Adam Burgess
Please welcome Jill from All the Books I Haven’t Read!
Bridget Jones’s Diary was my Lean In
I started my professional career in the year 2000. It doesn’t seem that long ago, but when I think back, things were so different. I didn’t even have a cell phone, and the internet was still kind of new. Amazon existed, but Amazon Prime did not. And as a woman in the workplace, there were no widely read books like Lean In to help us navigate the issues women face.
What should I do when the president of the organization hits on me (in the same breath he told a bartender I was under 21, ugh), when should I tell my colleagues I was pregnant, should I ask for a raise or find a new job? I had no guide other than hurried talks at lunch with my girl friends who may or may not have been out to take my job. As is my way, I turned to books.
When I first found Bridget Jones’s Diary, a British novel loosely based on Jane Austen’s Pride and Prejudice, I felt like I finally had the guide I needed.
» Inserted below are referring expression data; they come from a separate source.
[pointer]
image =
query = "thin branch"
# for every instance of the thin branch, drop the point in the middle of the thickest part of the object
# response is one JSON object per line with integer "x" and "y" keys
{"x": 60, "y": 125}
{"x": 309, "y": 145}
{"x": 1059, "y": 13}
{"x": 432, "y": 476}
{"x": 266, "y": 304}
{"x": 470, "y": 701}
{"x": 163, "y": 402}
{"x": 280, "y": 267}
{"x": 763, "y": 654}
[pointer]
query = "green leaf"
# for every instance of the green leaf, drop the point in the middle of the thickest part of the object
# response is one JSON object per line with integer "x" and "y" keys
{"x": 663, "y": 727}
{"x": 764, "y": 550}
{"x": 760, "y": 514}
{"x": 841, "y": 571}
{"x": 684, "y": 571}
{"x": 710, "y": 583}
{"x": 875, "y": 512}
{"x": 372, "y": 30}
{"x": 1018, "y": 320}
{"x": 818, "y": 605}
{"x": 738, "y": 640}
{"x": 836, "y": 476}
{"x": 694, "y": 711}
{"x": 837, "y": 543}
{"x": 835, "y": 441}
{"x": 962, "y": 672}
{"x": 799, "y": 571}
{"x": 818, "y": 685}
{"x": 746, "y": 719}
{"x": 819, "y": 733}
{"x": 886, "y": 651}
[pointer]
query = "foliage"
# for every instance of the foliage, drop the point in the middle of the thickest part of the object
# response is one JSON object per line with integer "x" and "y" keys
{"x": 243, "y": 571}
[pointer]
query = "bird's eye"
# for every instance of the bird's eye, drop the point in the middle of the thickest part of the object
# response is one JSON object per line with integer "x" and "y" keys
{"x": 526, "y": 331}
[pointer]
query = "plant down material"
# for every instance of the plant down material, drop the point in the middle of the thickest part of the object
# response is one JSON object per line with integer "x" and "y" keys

Bridget had the same worries and issues I had. Her boss was too busy commenting on the size of her skirt to take her seriously, and her friends all gave her terrible advice. Bridget had to find her own way to a better job and a satisfying love life in her own way. Much to the delight of myself, and millions of other readers, she did it in a hysterical way with diary entries.
I eventually found my way too. I’m closing in on forty now, and I eventually found a job that suited me. I owe it all in large part to Bridget Jones, my year 2000 role model. As Bridget herself said, “It is proved by surveys that happiness does not come from love, wealth, or power but the pursuit of attainable goals.”